To determine the in vivo efficacy of CD expression and 5-FC administration on neointimal formation, New Zealand White rabbits underwent bilateral femoral artery injury with a 2F embolectomy catheter. Arterial segments ≈2 cm in length were injured through six sequential passes of the balloon catheter. The catheter was introduced via an arteriotomy in the distal femoral artery at the level of the knee. Immediately after injury, 300 μL of a viral solution containing 3×109 pfu of AdCMV.CD or AdCMV.βGAL was instilled through the arteriotomy after proximal and side branch vascular control was obtained with vascular clips. Fifty minutes later, the viral solution was removed, and the arteriotomy was closed. On the next day, treatment with 5-FC (200 mg/kg) or lactated Ringer’s solution was begun and continued for 7 days. Thirty days after injury, arterial segments were perfusion fixed at physiological pressure with phosphate-buffered solution containing 10% paraformaldehyde.
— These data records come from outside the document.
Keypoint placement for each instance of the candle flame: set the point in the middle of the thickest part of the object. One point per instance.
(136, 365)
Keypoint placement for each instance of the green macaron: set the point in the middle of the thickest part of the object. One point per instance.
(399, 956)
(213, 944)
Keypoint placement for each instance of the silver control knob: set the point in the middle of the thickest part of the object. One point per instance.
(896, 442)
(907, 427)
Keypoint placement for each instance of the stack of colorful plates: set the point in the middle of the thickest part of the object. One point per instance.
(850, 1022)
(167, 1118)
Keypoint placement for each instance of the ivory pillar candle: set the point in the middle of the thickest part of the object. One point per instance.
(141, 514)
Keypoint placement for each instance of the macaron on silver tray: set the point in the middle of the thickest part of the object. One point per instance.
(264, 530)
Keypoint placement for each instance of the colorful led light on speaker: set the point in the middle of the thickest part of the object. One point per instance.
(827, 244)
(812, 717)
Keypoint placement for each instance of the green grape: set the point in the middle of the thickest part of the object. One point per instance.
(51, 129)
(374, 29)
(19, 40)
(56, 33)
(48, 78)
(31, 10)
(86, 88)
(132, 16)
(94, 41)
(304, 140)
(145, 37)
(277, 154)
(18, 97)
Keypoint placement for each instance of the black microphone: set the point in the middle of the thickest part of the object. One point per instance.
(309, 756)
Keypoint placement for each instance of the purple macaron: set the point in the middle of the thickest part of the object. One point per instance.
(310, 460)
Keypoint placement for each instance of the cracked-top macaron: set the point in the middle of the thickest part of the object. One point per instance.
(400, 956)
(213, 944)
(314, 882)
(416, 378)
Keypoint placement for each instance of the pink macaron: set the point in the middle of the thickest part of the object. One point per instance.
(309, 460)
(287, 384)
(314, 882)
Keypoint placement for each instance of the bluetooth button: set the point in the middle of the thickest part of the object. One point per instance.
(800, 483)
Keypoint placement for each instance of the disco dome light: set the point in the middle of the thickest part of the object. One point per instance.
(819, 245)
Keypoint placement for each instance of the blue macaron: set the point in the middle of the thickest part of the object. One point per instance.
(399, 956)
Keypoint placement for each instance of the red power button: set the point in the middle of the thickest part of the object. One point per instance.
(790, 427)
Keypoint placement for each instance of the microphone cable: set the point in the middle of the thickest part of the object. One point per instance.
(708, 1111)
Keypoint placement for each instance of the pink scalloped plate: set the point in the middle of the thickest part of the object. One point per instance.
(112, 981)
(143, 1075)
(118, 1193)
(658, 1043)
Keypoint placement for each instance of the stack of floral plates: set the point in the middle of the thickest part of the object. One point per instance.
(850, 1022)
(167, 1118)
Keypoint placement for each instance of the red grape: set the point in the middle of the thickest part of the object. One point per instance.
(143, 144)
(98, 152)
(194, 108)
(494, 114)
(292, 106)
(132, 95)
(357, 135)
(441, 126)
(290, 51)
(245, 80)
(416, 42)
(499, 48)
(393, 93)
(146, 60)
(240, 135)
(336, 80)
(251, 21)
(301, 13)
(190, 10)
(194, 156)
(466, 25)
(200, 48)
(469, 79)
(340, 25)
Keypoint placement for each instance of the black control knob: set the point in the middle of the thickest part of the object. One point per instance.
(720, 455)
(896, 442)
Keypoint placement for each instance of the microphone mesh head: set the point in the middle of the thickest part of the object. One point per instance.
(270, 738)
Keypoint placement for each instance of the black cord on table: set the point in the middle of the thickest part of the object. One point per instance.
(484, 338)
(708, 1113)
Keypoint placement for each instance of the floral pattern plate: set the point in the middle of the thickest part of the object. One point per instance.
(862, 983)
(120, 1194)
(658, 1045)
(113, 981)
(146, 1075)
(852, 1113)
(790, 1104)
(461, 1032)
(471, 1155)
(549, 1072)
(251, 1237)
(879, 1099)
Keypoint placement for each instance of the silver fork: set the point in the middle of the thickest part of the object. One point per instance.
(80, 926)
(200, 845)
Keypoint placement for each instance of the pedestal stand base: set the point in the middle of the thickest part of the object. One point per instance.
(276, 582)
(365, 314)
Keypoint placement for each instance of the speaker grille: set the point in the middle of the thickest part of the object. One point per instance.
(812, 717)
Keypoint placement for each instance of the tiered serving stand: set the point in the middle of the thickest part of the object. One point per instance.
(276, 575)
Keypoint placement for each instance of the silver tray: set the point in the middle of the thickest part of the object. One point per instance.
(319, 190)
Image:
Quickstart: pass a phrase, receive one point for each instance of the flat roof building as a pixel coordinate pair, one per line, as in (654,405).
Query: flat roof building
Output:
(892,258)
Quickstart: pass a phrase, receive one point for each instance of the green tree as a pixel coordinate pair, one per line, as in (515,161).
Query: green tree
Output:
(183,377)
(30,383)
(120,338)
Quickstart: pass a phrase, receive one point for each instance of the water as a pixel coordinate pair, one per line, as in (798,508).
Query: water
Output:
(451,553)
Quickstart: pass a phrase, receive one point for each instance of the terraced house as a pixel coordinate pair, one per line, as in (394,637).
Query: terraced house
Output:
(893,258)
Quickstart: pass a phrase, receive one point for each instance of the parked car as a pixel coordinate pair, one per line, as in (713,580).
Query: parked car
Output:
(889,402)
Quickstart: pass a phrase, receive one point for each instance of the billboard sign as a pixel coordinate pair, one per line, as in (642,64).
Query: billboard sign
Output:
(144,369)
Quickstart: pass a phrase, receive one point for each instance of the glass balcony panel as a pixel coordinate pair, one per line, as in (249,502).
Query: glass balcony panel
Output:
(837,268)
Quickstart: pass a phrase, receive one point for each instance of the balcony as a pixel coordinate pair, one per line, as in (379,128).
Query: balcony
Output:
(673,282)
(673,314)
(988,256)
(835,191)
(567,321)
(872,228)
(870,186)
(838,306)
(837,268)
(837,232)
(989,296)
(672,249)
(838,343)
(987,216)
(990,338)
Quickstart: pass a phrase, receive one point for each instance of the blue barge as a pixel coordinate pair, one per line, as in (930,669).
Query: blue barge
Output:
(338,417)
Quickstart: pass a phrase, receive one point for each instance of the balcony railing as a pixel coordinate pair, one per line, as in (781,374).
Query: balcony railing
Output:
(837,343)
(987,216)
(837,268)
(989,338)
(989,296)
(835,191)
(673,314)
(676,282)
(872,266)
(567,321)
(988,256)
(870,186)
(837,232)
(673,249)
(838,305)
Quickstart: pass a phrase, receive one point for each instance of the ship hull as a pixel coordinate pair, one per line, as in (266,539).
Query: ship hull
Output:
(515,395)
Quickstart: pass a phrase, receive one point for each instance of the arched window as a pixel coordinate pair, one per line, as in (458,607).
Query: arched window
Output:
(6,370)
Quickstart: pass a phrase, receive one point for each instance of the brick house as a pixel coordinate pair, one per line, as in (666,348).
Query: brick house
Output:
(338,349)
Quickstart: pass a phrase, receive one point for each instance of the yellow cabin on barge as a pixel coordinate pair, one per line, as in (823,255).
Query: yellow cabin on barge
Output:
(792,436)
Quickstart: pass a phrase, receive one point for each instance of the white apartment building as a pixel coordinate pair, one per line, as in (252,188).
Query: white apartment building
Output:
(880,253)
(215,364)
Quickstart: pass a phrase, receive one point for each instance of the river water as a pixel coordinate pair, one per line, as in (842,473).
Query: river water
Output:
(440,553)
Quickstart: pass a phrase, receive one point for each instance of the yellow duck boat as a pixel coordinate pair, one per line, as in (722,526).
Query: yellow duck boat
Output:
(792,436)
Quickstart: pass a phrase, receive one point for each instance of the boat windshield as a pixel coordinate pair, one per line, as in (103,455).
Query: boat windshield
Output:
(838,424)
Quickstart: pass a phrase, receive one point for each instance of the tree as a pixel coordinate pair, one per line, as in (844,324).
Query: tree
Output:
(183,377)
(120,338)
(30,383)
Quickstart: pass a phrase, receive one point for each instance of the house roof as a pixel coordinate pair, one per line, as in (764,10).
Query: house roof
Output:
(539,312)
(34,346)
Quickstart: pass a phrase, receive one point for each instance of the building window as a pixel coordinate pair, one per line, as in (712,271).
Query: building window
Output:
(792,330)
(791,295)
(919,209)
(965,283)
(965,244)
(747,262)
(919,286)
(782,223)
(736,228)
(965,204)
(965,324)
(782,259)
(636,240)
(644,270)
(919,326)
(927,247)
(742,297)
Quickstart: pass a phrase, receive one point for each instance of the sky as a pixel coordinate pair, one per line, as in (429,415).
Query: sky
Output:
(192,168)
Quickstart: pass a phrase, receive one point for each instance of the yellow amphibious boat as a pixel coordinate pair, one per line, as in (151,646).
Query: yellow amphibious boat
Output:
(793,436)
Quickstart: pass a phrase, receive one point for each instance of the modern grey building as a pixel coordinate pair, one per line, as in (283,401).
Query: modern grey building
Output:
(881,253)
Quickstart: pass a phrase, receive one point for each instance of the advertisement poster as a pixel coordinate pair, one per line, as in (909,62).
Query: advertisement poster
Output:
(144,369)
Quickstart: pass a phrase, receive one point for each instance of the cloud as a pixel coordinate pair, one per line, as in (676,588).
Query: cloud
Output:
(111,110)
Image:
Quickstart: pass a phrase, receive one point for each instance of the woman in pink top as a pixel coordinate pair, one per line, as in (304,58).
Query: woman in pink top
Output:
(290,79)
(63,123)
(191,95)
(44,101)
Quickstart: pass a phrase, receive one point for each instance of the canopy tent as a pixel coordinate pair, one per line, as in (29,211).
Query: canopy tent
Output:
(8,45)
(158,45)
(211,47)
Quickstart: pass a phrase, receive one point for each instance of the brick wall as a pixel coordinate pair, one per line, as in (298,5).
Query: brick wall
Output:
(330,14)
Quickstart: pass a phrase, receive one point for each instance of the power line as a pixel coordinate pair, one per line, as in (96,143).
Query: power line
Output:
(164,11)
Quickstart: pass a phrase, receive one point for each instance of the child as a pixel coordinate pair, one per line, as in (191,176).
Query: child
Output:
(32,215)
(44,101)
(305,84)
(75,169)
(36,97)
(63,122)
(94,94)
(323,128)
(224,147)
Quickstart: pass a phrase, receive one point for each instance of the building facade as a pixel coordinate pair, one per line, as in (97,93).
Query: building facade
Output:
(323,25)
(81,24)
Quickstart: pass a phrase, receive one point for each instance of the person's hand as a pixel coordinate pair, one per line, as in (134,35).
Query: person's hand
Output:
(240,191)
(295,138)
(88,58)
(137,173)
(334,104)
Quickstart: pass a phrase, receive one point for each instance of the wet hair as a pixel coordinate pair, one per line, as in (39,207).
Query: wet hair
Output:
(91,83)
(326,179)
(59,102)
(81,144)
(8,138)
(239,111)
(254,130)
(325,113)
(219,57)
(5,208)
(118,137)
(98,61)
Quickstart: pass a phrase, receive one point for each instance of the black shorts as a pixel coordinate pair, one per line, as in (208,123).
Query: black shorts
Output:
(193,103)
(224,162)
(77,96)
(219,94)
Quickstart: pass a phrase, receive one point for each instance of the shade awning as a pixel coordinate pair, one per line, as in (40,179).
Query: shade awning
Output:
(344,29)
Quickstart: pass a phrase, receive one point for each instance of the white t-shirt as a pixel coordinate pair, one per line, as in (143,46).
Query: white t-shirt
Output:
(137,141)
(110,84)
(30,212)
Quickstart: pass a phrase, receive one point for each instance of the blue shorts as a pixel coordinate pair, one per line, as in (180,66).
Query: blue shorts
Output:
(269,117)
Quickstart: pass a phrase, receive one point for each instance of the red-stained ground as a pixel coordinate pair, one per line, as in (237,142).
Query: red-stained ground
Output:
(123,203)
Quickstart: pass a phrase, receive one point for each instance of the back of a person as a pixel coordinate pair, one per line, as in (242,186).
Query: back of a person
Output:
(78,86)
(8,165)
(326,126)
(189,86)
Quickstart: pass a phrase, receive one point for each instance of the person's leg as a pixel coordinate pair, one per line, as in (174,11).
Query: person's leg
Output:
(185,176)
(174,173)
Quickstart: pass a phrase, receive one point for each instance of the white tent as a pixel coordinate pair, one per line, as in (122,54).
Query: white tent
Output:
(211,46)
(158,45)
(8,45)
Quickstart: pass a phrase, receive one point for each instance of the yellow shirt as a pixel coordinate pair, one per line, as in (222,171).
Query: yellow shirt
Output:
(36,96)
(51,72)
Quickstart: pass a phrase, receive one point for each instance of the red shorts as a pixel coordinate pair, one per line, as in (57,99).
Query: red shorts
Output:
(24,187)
N/M values were determined on the basis of paraffin-embedded sections by a blinded observer using digital planimetry as previously described.5 All animals received an implantable jugular catheter 2 weeks before femoral injury. A total of 15 animals (30 vessels) were used in the study to determine in vivo efficacy. There were no deaths; however, six vessels were excluded prospectively before assessment of N/M due to thrombus. The excluded arteries included two animals receiving AdCMV.βGAL/5-FC, three animals receiving AdCMV.CD/saline, and one animal receiving AdCMV.CD/5-FC.
For assessment of in vivo gene transfer efficiencies, arterial segments were infected as described above with 3×109 pfu of AdCMV.βGAL and processed using X-GAL (Gold Biotechnology) as a chromagenic substrate.2
All animals were studied under protocols approved by the Animal Care and Use Committee of the National Heart, Lung, and Blood Institute and in accordance with the Guide for the Care and Use of Laboratory Animals.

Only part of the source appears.